Jamás hacen justicia por mano propia ya que confían ciegamente en la justicia de Dios.

Si se les pide un consejo lo dan sin arremeter con baterías de verdades. Respeta los tiempos de cada uno.

Nada los ata en la tierra, (dinero, moda, reconocimiento, etc) porque su tesoro los está aguardando en el cielo.

No necesitan pedirle hechos sobrenaturales al universo porque son los Hijos del propio creador del universo.

No necesitan meditación trascendental ya que su esencia está en el Todopoderoso.

Tampoco control mental, porque la Divinidad es su centro.

Su primera actividad por la mañana es saludar a Cristo.

Valoran mucho y agradecen a su Señor lo que les provee para alimentarse y sobre vivir. Por lo cual bendicen la carne y los vegetales que comen.

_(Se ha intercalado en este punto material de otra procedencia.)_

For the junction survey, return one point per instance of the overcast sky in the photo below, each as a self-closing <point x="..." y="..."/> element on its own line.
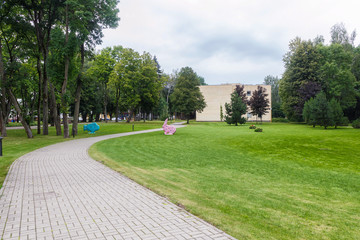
<point x="226" y="41"/>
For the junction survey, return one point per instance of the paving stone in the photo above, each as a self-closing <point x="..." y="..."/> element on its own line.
<point x="59" y="192"/>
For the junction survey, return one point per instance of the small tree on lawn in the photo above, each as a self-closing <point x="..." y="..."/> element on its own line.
<point x="337" y="112"/>
<point x="308" y="112"/>
<point x="187" y="97"/>
<point x="221" y="114"/>
<point x="235" y="109"/>
<point x="259" y="103"/>
<point x="321" y="111"/>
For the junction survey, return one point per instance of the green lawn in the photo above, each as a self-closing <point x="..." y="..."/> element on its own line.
<point x="289" y="182"/>
<point x="17" y="144"/>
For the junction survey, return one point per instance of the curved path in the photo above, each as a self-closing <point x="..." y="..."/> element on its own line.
<point x="59" y="192"/>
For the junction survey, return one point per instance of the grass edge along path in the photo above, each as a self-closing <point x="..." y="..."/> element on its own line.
<point x="17" y="144"/>
<point x="290" y="182"/>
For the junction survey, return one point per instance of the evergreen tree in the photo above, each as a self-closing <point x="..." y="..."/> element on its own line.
<point x="187" y="97"/>
<point x="302" y="65"/>
<point x="235" y="109"/>
<point x="308" y="112"/>
<point x="318" y="111"/>
<point x="221" y="114"/>
<point x="259" y="103"/>
<point x="336" y="112"/>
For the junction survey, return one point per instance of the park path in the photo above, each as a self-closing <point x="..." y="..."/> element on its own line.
<point x="59" y="192"/>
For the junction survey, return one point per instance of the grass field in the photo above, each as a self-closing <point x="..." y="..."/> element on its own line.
<point x="290" y="182"/>
<point x="17" y="144"/>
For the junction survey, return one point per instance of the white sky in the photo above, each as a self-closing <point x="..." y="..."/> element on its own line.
<point x="226" y="41"/>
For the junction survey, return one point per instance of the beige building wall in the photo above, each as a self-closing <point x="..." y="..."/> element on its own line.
<point x="217" y="95"/>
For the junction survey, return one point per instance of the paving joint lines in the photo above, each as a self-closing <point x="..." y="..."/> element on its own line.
<point x="59" y="192"/>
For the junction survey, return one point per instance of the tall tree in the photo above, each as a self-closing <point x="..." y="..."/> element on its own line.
<point x="235" y="110"/>
<point x="43" y="15"/>
<point x="275" y="96"/>
<point x="101" y="69"/>
<point x="187" y="97"/>
<point x="88" y="21"/>
<point x="259" y="103"/>
<point x="302" y="65"/>
<point x="318" y="111"/>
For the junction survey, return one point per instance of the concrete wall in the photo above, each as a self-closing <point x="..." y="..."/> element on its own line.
<point x="217" y="95"/>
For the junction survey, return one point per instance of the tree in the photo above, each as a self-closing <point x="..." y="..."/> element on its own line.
<point x="336" y="112"/>
<point x="302" y="65"/>
<point x="202" y="80"/>
<point x="318" y="111"/>
<point x="308" y="112"/>
<point x="259" y="103"/>
<point x="275" y="96"/>
<point x="101" y="69"/>
<point x="235" y="109"/>
<point x="221" y="114"/>
<point x="187" y="97"/>
<point x="337" y="78"/>
<point x="339" y="35"/>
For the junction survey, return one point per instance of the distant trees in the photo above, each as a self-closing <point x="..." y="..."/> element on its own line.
<point x="312" y="67"/>
<point x="187" y="97"/>
<point x="259" y="103"/>
<point x="50" y="39"/>
<point x="320" y="111"/>
<point x="237" y="107"/>
<point x="275" y="96"/>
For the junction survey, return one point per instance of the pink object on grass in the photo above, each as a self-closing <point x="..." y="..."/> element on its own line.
<point x="168" y="130"/>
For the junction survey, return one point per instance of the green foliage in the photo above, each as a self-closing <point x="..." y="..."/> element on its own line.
<point x="187" y="97"/>
<point x="136" y="80"/>
<point x="283" y="120"/>
<point x="319" y="111"/>
<point x="302" y="65"/>
<point x="275" y="96"/>
<point x="337" y="113"/>
<point x="235" y="110"/>
<point x="259" y="103"/>
<point x="356" y="123"/>
<point x="221" y="114"/>
<point x="344" y="121"/>
<point x="289" y="182"/>
<point x="338" y="81"/>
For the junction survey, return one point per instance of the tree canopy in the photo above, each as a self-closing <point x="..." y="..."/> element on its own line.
<point x="187" y="97"/>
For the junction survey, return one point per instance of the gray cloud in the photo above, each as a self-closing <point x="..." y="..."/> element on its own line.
<point x="226" y="41"/>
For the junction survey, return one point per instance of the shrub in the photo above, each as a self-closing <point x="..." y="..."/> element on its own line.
<point x="344" y="121"/>
<point x="280" y="120"/>
<point x="356" y="123"/>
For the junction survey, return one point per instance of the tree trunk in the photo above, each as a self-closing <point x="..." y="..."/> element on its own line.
<point x="18" y="110"/>
<point x="3" y="96"/>
<point x="117" y="105"/>
<point x="55" y="114"/>
<point x="66" y="76"/>
<point x="78" y="93"/>
<point x="45" y="101"/>
<point x="38" y="65"/>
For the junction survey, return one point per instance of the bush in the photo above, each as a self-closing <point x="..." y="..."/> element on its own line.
<point x="280" y="120"/>
<point x="344" y="121"/>
<point x="356" y="123"/>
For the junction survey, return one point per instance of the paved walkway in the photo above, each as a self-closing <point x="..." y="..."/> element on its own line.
<point x="59" y="192"/>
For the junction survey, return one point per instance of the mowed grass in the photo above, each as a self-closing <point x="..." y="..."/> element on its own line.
<point x="17" y="144"/>
<point x="289" y="182"/>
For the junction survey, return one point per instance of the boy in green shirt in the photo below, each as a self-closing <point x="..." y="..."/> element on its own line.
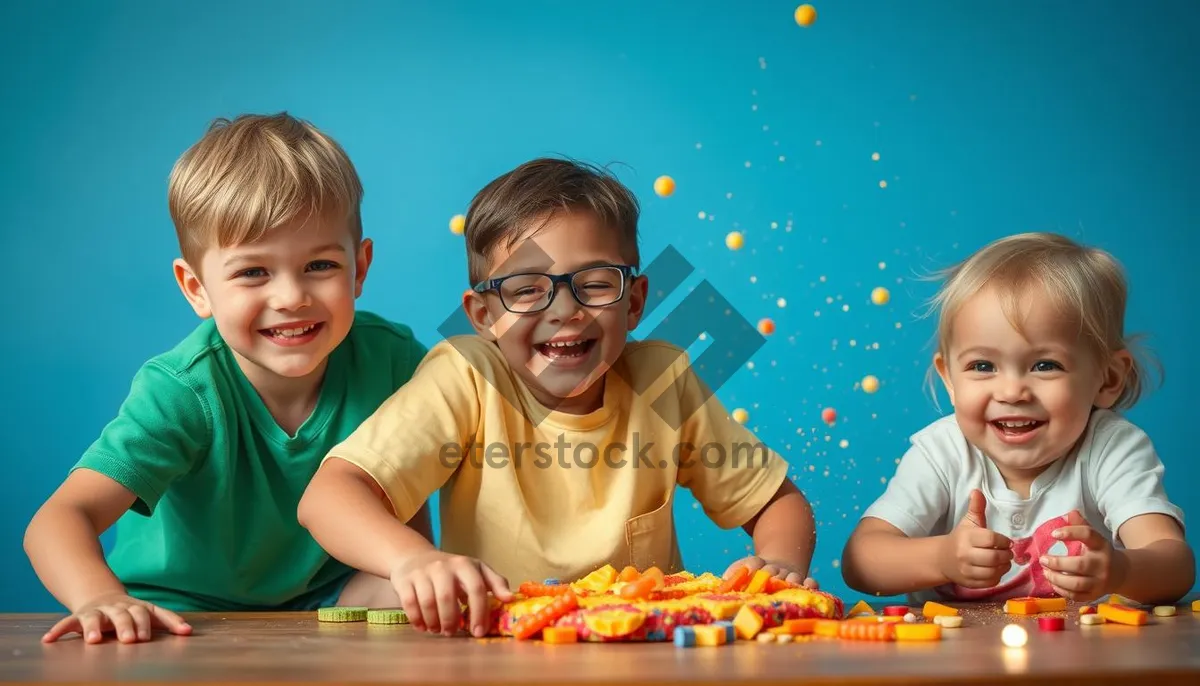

No les interesa que van a vestir, Cristo los viste como a las flores.

No creen en la sexualidad libre, pues nunca profanarían el “cuerpo-templo de Dios”. Tampoco lo agreden con tatuajes, piercing o similares.

Les son innecesarios los libros de autoayuda de autores humanos y falibles, leen la Biblia no como catálogo de normas de comportamientos sino como palabra Divina que edifica el alma.

Les dicen “Locos” porque van contra la corriente del mundo, aunque esto los tenga sin cuidado ya que cuando su maestro estuvo por aquí también lo creyeron “Loco”.